Due persone sono morte e altre sedici sono rimaste ferite nel tentativo di attraversare la Manica dalla Francia al Regno Unito, in quello che le autorità definiscono l’ennesimo tragico episodio lungo una delle rotte migratorie più pericolose d’Europa. L’incidente è avvenuto nelle prime ore del mattino, quando un’imbarcazione sovraccarica si è capovolta al largo della costa del Pas‑de‑Calais, in condizioni di mare mosso e scarsa visibilità. La prefettura marittima francese ha confermato che squadre di soccorso, supportate da elicotteri e motovedette, sono intervenute rapidamente dopo la segnalazione di un peschereccio.

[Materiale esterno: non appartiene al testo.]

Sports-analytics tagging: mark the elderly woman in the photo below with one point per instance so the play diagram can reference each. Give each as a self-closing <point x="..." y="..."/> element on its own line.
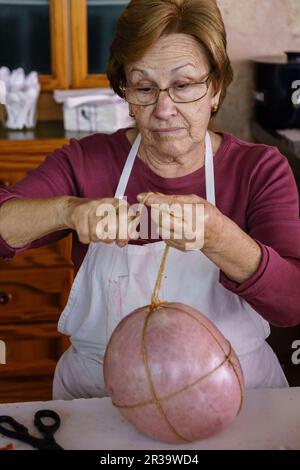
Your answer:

I soccorritori hanno recuperato i corpi di due migranti e tratto in salvo sedici persone, alcune delle quali in stato di ipotermia grave. I feriti sono stati trasportati negli ospedali della regione, mentre proseguono le ricerche per escludere la presenza di dispersi. Secondo le prime ricostruzioni, il barcone sarebbe partito durante la notte da una delle spiagge tra Wimereux e Ambleteuse, un tratto di costa noto per le partenze clandestine nonostante l’intensificazione dei pattugliamenti. Le autorità francesi hanno ribadito che le condizioni meteorologiche erano particolarmente rischiose, ma i trafficanti avrebbero comunque spinto il gruppo a salpare.

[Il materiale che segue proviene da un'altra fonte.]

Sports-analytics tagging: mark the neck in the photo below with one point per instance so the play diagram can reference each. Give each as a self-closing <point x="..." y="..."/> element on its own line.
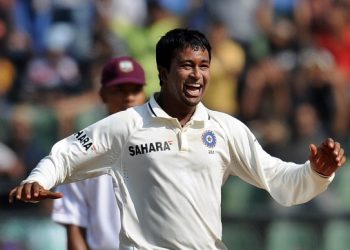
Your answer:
<point x="181" y="112"/>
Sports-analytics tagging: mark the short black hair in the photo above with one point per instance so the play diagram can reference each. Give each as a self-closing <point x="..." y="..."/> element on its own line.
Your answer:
<point x="176" y="40"/>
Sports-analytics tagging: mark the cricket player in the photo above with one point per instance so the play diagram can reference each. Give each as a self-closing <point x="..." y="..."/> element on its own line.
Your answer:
<point x="89" y="210"/>
<point x="170" y="157"/>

Il governo britannico ha espresso “profondo rammarico” per l’accaduto, sottolineando che l’episodio conferma la necessità di contrastare le reti criminali che organizzano le traversate. Parigi, dal canto suo, ha ricordato che negli ultimi mesi sono aumentati sia i tentativi di attraversamento sia gli incidenti, complice la pressione migratoria e la crescente disperazione di chi tenta di raggiungere il Regno Unito. Il naufragio riaccende il dibattito politico su entrambe le sponde della Manica, mentre le autorità cercano un equilibrio tra sicurezza, controllo delle frontiere e tutela della vita umana in una delle rotte più letali del continente.